The Pattern Boards are used to teach:

  • Counting
  • Quantity
  • Subitizing
  • Number names
  • Odd and even patterns
  • One and two more/less
  • Doubles and neighbors within 10
  • Addition and subtraction within 10
  • Problem solving within 10

The following sketches are from Experimenting with Numbers.

Naming the Pattern Boards and Putting Them in Sequence

Children are asked to recognize whether they have the Pattern Board that will hold the block pattern displayed by the teacher. Through this and other activities, students expand and generalize their understanding of quantity and sequence, learning the names of the different Pattern Boards in the same way they learned the block names.


Learning about Even Number Patterns

The concept of even numbers is demonstrated by placing the pattern boards in sequence from 1 to 10. The children then observe that the even patterns are built from pairs of 1-blocks which are partners.
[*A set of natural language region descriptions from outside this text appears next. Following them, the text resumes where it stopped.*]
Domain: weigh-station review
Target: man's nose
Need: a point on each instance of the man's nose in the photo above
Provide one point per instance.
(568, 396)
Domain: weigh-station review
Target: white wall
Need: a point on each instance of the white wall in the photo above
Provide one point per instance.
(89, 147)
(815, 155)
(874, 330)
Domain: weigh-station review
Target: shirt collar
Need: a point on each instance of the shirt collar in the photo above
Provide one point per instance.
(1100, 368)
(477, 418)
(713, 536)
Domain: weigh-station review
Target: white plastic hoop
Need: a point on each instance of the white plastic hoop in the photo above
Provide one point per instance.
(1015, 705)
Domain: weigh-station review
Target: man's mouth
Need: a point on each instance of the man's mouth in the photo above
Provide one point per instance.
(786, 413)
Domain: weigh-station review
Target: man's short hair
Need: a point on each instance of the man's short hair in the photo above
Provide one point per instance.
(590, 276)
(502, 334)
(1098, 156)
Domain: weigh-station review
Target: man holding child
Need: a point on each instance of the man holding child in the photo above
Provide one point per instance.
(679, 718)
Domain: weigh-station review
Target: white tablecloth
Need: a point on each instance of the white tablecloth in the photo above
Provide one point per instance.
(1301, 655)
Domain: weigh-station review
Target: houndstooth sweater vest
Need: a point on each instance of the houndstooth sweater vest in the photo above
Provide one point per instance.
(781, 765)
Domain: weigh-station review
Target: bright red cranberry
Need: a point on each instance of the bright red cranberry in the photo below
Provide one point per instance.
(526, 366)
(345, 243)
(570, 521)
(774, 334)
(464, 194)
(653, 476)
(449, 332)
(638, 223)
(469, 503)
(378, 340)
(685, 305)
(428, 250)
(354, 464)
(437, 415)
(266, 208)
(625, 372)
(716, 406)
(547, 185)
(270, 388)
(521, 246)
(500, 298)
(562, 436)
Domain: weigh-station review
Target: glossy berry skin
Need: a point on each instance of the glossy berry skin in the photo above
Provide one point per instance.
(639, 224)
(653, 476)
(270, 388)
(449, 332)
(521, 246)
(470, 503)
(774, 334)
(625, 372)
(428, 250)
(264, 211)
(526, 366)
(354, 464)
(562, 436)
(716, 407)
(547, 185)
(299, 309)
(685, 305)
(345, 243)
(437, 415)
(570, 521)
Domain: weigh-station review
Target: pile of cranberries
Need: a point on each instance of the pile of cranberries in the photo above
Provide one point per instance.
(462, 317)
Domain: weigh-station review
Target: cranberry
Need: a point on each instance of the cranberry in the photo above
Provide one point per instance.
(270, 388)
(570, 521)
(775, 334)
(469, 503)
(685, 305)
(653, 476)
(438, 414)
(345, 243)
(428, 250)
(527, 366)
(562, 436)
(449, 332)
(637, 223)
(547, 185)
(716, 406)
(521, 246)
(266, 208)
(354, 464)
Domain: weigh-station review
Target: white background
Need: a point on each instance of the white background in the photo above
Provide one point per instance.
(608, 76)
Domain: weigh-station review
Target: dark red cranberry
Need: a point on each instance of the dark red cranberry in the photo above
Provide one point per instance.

Learning to Write the Symbol 8

In this workbook page (fromStructural Arithmetic Book I) children learn to write the symbol 8 and to study the quantity for which it stands and the place it comes in the sequence of even numbers.

Even Numbers

Temple Ary with second graders at Harlem Success Academy in New York City, using the Pattern Boards to teach odd and even. When the units are displayed on the 10 grid, it is much easier to see the pattern of the single units in the odd and even numbers. The Structural Arithmetic program introduces numbers and their patterns in different ways so that children get a thorough understanding. Here the numbers are broken up into single units. In the counting board they are represented in a length model.



The 10-Box can be used to teach and reinforce the sequence of numbers by building a staircase from 1 to 10. This tool can also be used to teach addition, subtraction and problem solving within 10. Additionally, students use the 10-box to practice their combinations of 10 through activities and games.

Learning the Combinations that Make 10- Finding Missing Addends

Students learn to find the missing addend in combinations of 10. The teacher places a block in the 10-box and asks the child to find the block that goes with it to be as big as 10.

From Experimenting with Numbers.


Recording Addition Facts

In this workbook page, children are asked to write the missing addend in the blanks. They draw on their knowledge of the blocks which went together in the 10-box.

From Structural Arithmetic Book I.

Number Box 1 to 10

These Number Boxes for numbers 1-10 model the concept of hierarchical inclusion as well as the fact-families for each number up to 10. Early on, students can be challenged to put the blocks in order, using size relationships to create the “staircase” for each number without the scaffolding provided by the Counting Board. Children are encouraged to verbalize their thinking. They realize that the number 5 is made up of smaller numbers 1-4 (hierarchical inclusion) and that there are many ways to make each number. Children discover that only even numbers can be represented by two of the same size block (doubles facts).

The Number Boxes are used to teach:

  • Sequencing
  • Hierarchical inclusion
  • Fact families for the numbers up to 10
  • The relationship between addition and subtraction
  • Fact fluency within 10
  • Problem solving with addition and subtraction within 10

Discovering all the combinations to make a number

Children discover that there are many ways to make a number and all the patterns in those combinations: each block appears twice, providing a visual presentation of the associative principle (“turn-around” facts), and the inverse relationship between the two addends (one staircase goes up while the other side goes down).

From Experimenting with Numbers.

Equation Template

The Equation Template allows young children to translate into symbolic form what they are discovering about the combinations of numbers. They become acquainted with the meaning of the symbols and the structure of an equation. Equivalence is simultaneously represented in its concrete and abstract forms.